Porsche is famous (or rather, infamous, you’re the one to judge) for having a huge list of optional extras for all customers, but the extras certainly make sense in the new GT4 RS, since Weissach package offers a huge weight reduction on a car that already weighs as heavy as a feather. Now, to complete the recipe for the perfect Cayman track toy, Porsche used the 911 GT3’s 4.0L 6-cylinder boxer engine which produces 493 HP and 448nm of torque, which is 79 HP and 19nm more than the GT4, but the party piece of this hell of an engine is definitely that it can rev all the way to 9000 rpm like its big brother 911 GT3. The engine also has individual throttle valves for each cylinder, ensuring immediate throttle response and power. Such a massive power, combined with the extensive weight diet, allows the GT4 RS to accelerate from 0 to 60 in just 3.4 seconds, a considerable upgrade to GT4’s 3.7 seconds recorded by Porsche themselves.

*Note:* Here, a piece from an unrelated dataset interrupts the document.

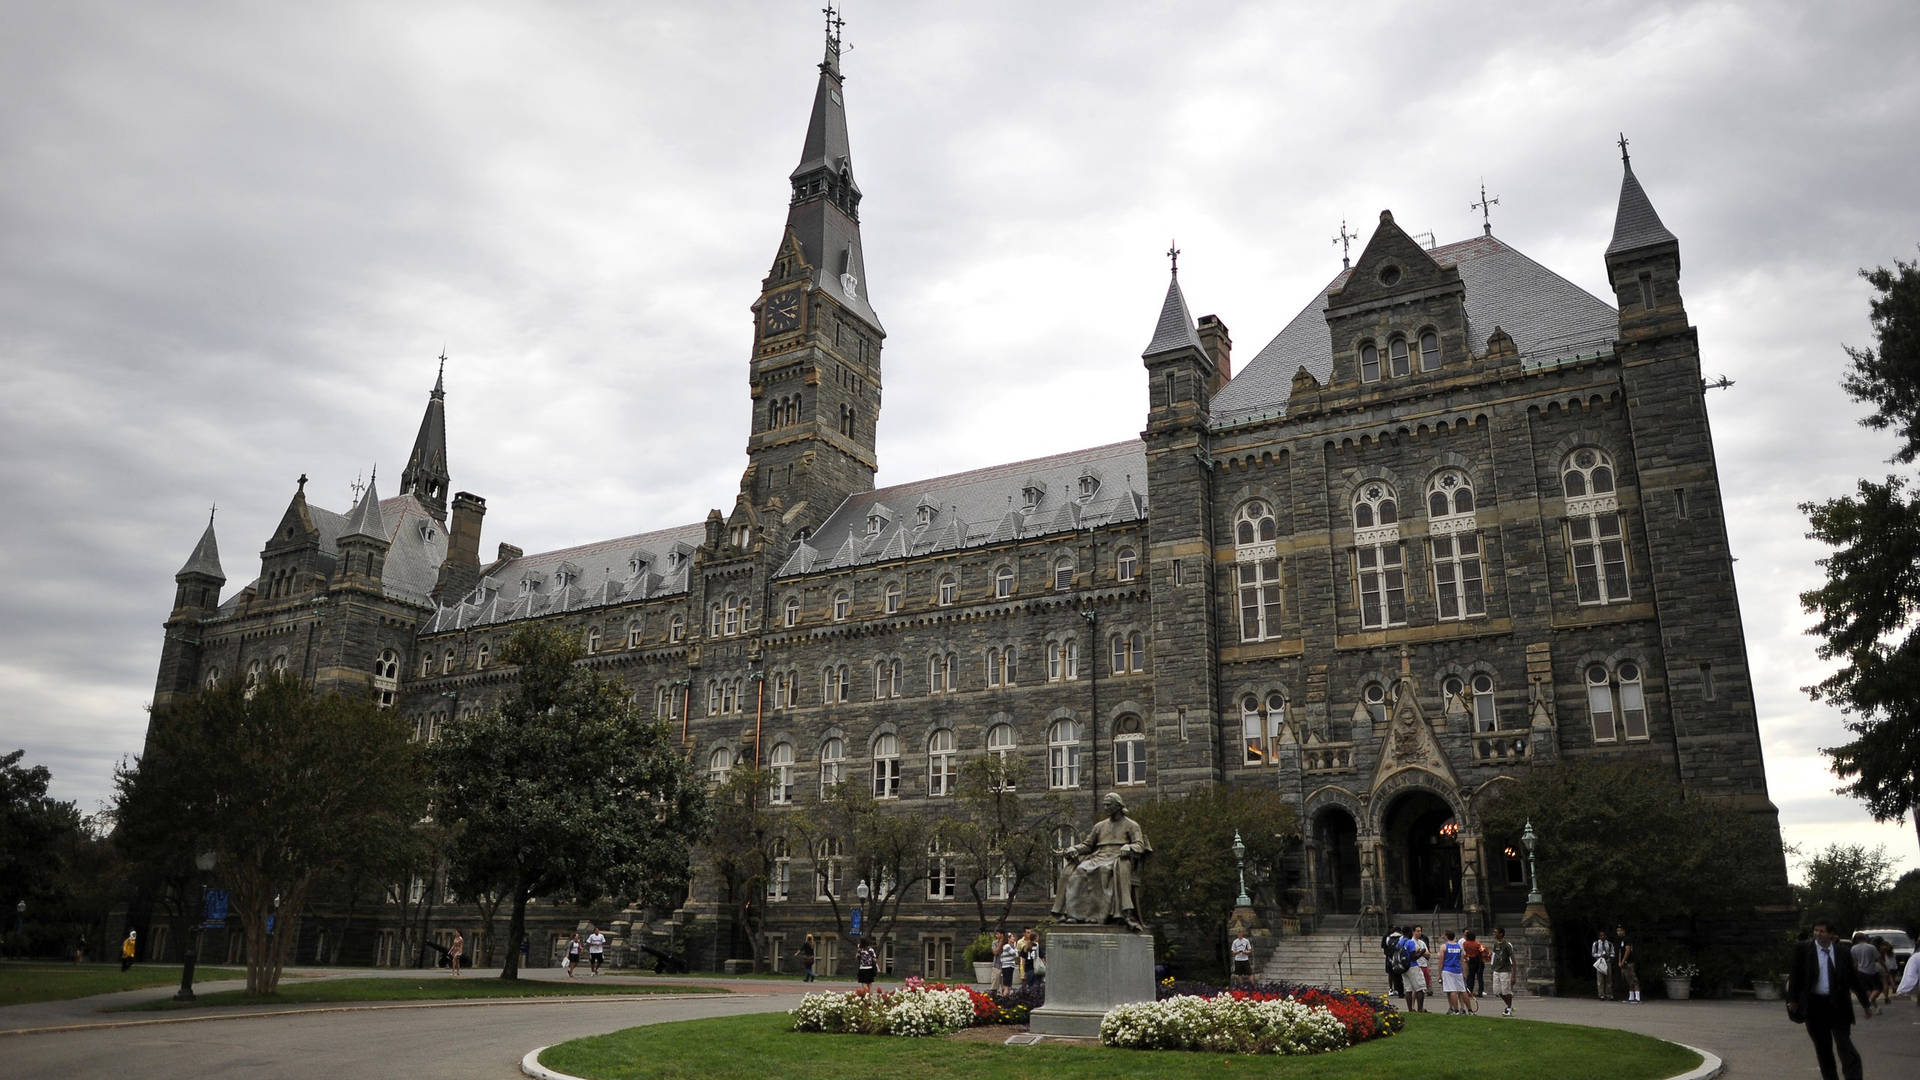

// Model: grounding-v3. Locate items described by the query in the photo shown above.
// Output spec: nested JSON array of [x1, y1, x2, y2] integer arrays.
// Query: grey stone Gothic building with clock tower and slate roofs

Porsche’s pursuit of maximum aero is manifested in the new swan-neck rear wing, and the confident badge completes the statement.

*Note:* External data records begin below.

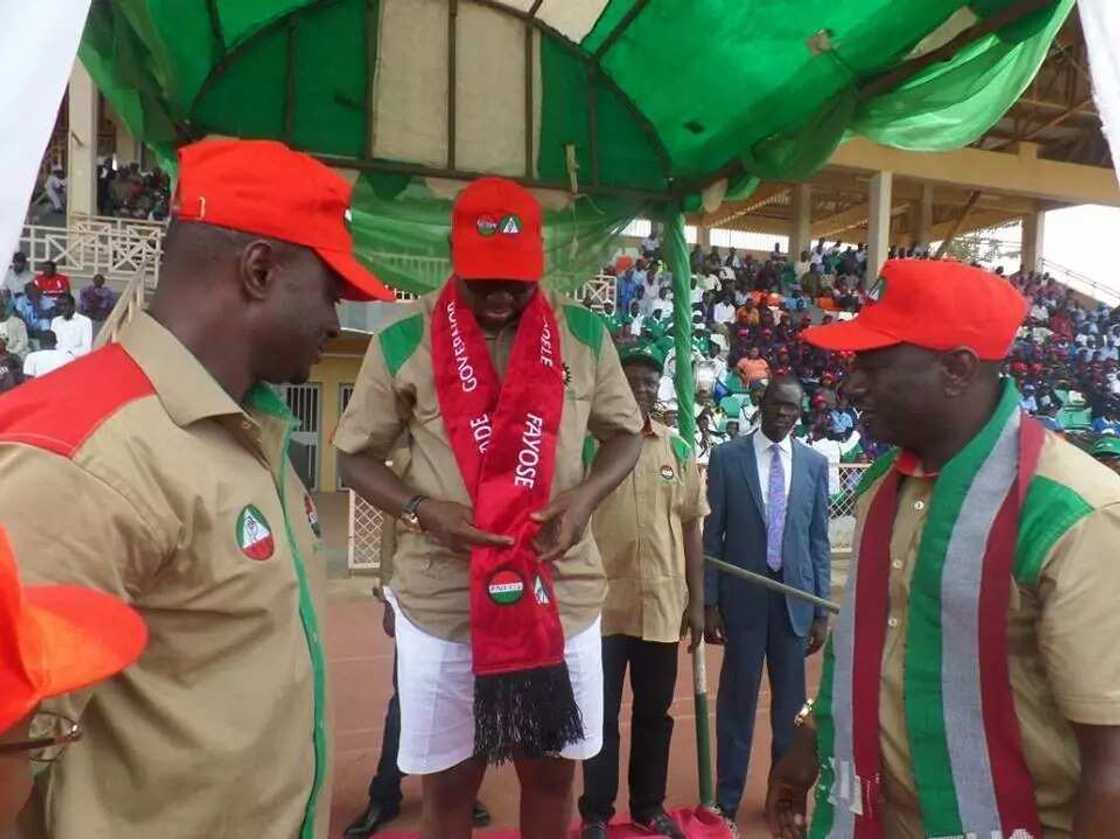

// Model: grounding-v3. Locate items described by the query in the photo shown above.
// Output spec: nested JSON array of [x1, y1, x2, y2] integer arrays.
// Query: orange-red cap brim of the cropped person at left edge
[[24, 586, 148, 698]]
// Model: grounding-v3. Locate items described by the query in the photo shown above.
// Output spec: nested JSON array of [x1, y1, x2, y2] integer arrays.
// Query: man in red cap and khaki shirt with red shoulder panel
[[0, 140, 389, 839]]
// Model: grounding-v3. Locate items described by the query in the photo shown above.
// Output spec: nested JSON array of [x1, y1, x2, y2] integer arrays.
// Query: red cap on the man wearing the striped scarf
[[802, 259, 1027, 361]]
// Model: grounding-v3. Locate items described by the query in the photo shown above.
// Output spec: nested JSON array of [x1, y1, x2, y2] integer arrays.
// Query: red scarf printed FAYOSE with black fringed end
[[431, 277, 584, 763]]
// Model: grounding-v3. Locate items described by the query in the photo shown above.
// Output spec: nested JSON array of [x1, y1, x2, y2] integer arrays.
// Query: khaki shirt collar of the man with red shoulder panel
[[120, 313, 256, 427]]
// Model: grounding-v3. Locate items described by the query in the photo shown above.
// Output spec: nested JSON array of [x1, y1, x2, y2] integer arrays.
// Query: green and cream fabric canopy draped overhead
[[80, 0, 1073, 452]]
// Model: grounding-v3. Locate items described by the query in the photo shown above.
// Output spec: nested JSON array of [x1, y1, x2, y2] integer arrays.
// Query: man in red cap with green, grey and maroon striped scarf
[[767, 260, 1120, 839]]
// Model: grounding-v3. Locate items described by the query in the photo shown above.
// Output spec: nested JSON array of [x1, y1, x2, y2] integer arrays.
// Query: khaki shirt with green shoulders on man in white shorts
[[334, 293, 642, 642]]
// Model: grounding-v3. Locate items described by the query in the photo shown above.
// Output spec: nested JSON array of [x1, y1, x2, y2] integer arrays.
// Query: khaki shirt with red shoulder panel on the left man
[[0, 315, 330, 839]]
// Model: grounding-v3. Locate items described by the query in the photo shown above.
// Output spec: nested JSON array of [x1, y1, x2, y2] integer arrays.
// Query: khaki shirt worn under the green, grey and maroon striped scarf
[[857, 434, 1120, 839]]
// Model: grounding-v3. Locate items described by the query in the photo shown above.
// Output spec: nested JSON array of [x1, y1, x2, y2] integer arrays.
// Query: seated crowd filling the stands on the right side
[[604, 234, 1120, 483]]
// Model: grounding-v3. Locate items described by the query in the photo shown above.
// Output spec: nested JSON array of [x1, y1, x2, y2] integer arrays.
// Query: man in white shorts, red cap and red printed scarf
[[335, 178, 642, 839]]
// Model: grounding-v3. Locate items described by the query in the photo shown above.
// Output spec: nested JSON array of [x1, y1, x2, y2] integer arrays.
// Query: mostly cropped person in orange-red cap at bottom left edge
[[0, 529, 148, 836]]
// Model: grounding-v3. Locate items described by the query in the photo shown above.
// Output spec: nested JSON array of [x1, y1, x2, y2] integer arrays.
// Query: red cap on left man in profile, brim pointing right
[[172, 140, 393, 300]]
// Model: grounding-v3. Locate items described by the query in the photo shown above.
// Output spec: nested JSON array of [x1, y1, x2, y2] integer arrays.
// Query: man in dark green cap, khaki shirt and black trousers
[[579, 344, 708, 839]]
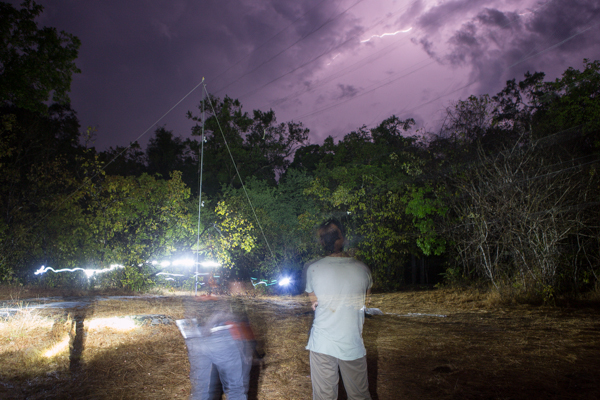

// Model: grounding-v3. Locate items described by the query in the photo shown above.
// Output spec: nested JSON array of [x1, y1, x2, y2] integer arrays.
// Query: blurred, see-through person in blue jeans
[[177, 296, 255, 400]]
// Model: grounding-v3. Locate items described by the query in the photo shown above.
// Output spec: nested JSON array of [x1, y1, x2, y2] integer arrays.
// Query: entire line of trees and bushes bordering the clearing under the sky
[[0, 1, 600, 301]]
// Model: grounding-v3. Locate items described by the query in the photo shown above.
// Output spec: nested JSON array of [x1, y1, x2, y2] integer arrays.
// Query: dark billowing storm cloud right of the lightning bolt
[[413, 0, 600, 94]]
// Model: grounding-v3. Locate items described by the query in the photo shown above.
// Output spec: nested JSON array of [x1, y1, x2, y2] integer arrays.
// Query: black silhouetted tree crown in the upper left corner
[[0, 0, 80, 112]]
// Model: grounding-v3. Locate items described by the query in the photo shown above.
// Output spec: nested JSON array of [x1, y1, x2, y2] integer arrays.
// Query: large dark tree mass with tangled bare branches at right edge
[[426, 60, 600, 301]]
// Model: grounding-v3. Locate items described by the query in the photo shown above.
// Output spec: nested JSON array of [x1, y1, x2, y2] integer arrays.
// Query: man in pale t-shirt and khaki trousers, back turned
[[306, 219, 372, 400]]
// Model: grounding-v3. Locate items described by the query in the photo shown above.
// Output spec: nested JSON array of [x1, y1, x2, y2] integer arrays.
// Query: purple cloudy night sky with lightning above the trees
[[10, 0, 600, 150]]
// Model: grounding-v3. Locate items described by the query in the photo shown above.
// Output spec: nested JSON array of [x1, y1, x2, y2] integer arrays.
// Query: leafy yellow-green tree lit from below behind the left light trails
[[40, 172, 195, 290]]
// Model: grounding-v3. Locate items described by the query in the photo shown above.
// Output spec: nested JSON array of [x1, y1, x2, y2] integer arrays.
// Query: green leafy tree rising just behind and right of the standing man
[[305, 116, 423, 288]]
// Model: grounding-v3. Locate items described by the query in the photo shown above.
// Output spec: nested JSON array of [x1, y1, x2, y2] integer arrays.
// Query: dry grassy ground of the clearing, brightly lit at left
[[0, 289, 600, 400]]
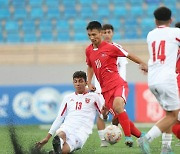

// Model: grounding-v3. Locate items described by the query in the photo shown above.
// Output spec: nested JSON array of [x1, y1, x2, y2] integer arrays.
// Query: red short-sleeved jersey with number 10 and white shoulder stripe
[[86, 41, 128, 92]]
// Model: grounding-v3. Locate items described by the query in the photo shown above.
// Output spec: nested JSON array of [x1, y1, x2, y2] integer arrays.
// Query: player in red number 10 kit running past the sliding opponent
[[86, 21, 147, 147]]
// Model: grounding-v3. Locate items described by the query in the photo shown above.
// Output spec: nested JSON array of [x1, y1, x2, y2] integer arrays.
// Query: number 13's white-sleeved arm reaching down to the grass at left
[[36, 99, 67, 149]]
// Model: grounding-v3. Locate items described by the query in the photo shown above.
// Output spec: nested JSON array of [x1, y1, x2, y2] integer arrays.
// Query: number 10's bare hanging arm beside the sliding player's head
[[87, 65, 96, 91]]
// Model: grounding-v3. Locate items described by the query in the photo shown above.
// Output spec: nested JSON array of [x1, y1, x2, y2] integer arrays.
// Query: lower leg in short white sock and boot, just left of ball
[[97, 117, 109, 147]]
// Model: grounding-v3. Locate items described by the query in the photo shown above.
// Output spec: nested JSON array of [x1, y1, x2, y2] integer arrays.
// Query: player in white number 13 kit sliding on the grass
[[36, 71, 102, 154]]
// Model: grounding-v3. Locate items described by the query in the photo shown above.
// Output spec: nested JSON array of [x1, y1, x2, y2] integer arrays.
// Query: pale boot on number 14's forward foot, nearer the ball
[[137, 136, 151, 154]]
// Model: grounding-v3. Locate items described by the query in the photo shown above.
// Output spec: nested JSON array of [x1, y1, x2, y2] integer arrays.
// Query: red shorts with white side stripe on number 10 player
[[102, 83, 128, 112]]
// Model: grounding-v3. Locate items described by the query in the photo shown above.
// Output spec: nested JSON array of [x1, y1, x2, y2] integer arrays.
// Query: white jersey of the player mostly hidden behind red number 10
[[94, 42, 128, 93]]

Besides the aero and the state of the art engine, the airbox has been moved to the interior to allow for better air flow and a new air filter gives the Cayman an aggressive, growly voice. Furthermore, the intake ducts in the interior also allow the driver to hear the roar of the engine better allowing the driver to feel how they should feel in a Porsche track toy, as if they’re in a race car like the 911 RSR. Further enchantments include the 7-speed PDK transmission which is lifted from the 991.2 GT3 RS, a limited-slip differential from the 991.2 GT3 with a manual gearbox. The result of all the recipes combined is an unmatched driving experience akin to other track monsters like the GT3 and GT2 RS, allowing the driver to be brave enough to get it sideways yet protect them from losing grip and crashing, so long as you’re not as clumsy as Richard Hammond, of course.

Adorned with carbon fiber and driver-focused dials, the interior certainly catches the eye and ensures total focus for the driver.

We’re simply in love with the Cayman GT4 RS. We already love how Cayman GT4 looks and sounds, but we have known that Porsche would release an even more berserk version of Porsche’s one of the best-selling models besides the 911. The Cayman GT4 RS costs $143,050 (£109,192) excluding the Weissach pack. Without the optional extras, the GT4 RS is $21,100 less than the starting price of a 911 GT3, which is a great value considering the performance that’s quite similar to the GT3. The price with all optional extras including the Weissach package, the magnesium rims and the carbon-ceramic brakes is $171,940 (£131,289), which sounds a little too excessive for a Cayman and illustrates Porsche’s obsession with must-have but slightly overpriced extras. If you’re a keen Cayman driver and have your pockets full with green though, it’s definitely worth getting the best track day Cayman you can buy today.

With or without the extras, the new GT4 RS is certainly the coolest Cayman money can afford.